Rural bicycle roll-out on track

Rural Bicycle Roll Out On Track

You may have heard of a million RDP houses or even a million jobs, but what about a million bicycles?

The government is involved in a programme to roll out 1-million bicycles, primarily to make it easier for learners to get to school. At R1 500 a bike, that is a potential investment of R1.5-billion to make the country’s youth more mobile.

The bulk of learners walk long distances to school, either because there is no available public transport or because they cannot afford it. The Shova Kalula (pedal easy) project, a department of transport initiative, is supplying bicycles to some children in rural, semi-rural and peri-urban areas who walk more than 3km to get to school.

James Salmon, the principal at Protea Primary in Napier in the Western Cape, said five learners at his school received bikes last year. When learners live far from school, the weather has a major impact on their ability to get to school, he said. “They used to come in very wet sometimes. But now the bikes have definitely improved their school attendance.”

Deslin Appollis, the Shova Kalula representative at Albert Myburgh Secondary in nearby Bredasdorp, said more than 50 bikes were used by the learners in that rural area. They left the bikes at a secure farm near a bus pick-up point. Appollis asked the learners to write letters explaining the influence the bicycles have had on their lives. “One learner said he was grateful because he used to leave his house at 5am to get to the bus stop at 7am. But now he leaves at 6.30am.”

During the demonstration phase of the project, which ended in 2006, 27 000 bikes were distributed and in the roll-out phase, which started in 2008, about 41 100 bicycles were distributed in all the provinces. To date 69 000 bicycles have been distributed. In 2006, the minister of transport and MECs took a decision that the provinces would allocate R5-million a year in the medium-term expenditure cycle to roll-out 1-million bicycles.

“The schools that benefited from the project were identified by the municipalities in conjunction with the department of education,” the transport department said. “Once a school is identified, learners who walk long distances are selected based on the selection criteria developed by the department.” But the project, which is also looking at providing bicycles to farmworkers and rural women, has hit a few bumps along the road.

Desmond Davids, the principal of Protem Primary near Swellendam, said that. Although his learners needed bikes, there was nowhere to store them near a bus pick-up point. Johanna Hendricks at Weltevrede Primary near Barrydale said that the 11 bikes that were delivered last year were still in the storeroom because the children were too small to ride them.

The Bicycling Empowerment Network (BEN) in the Western Cape is one of the non-governmental organisations called on by the government in 2005 to get involved in the distribution of the Shova Kalula bikes. Andrew Wheeldon, the managing director, said: “It is terrible to let [children who are too small to ride the bikes] continue to walk that distance to school. But they don’t fit the bikes and it is just not safe.”
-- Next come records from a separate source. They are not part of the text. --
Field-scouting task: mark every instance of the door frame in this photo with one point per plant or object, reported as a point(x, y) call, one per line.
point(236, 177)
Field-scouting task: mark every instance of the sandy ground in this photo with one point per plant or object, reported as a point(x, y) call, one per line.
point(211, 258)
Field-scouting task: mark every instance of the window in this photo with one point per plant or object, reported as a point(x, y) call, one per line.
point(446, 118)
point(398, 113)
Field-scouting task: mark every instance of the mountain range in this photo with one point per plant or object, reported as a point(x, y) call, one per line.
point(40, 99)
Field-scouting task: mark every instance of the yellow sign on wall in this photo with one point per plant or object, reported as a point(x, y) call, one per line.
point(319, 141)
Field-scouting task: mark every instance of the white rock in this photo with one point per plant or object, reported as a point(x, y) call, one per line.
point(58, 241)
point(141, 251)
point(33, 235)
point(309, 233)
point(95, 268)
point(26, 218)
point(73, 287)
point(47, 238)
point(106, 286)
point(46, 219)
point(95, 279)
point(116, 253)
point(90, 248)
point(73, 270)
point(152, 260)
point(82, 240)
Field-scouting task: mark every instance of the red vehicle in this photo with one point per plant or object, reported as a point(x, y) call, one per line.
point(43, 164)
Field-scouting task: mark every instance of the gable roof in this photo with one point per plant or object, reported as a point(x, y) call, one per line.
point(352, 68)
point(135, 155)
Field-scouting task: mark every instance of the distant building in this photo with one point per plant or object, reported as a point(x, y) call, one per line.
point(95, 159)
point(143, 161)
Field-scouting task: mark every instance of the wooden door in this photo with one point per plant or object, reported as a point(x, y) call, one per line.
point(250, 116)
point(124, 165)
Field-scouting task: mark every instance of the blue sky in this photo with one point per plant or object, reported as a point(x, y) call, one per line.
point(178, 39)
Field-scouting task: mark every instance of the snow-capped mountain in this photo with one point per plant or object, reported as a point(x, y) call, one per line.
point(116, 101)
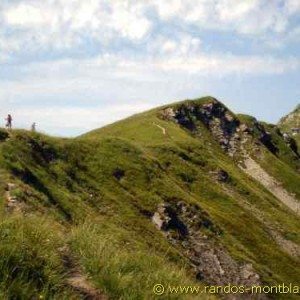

BEN promotes cycling as a way to address problems of mobility linked to poverty. It imports used bicycles from Europe and distributes them to low-income areas, trains recipients of the bikes in safety and maintenance and establishes bicycle empowerment centres.

Wheeldon’s team gives children a day of training during which they are taught how to assemble the basic parts of the bike and perform simple repairs. They also undergo a rigorous safety training course. The state’s initial aim was to distribute 1-million bikes by 2011, but teething problems have significantly delayed the process.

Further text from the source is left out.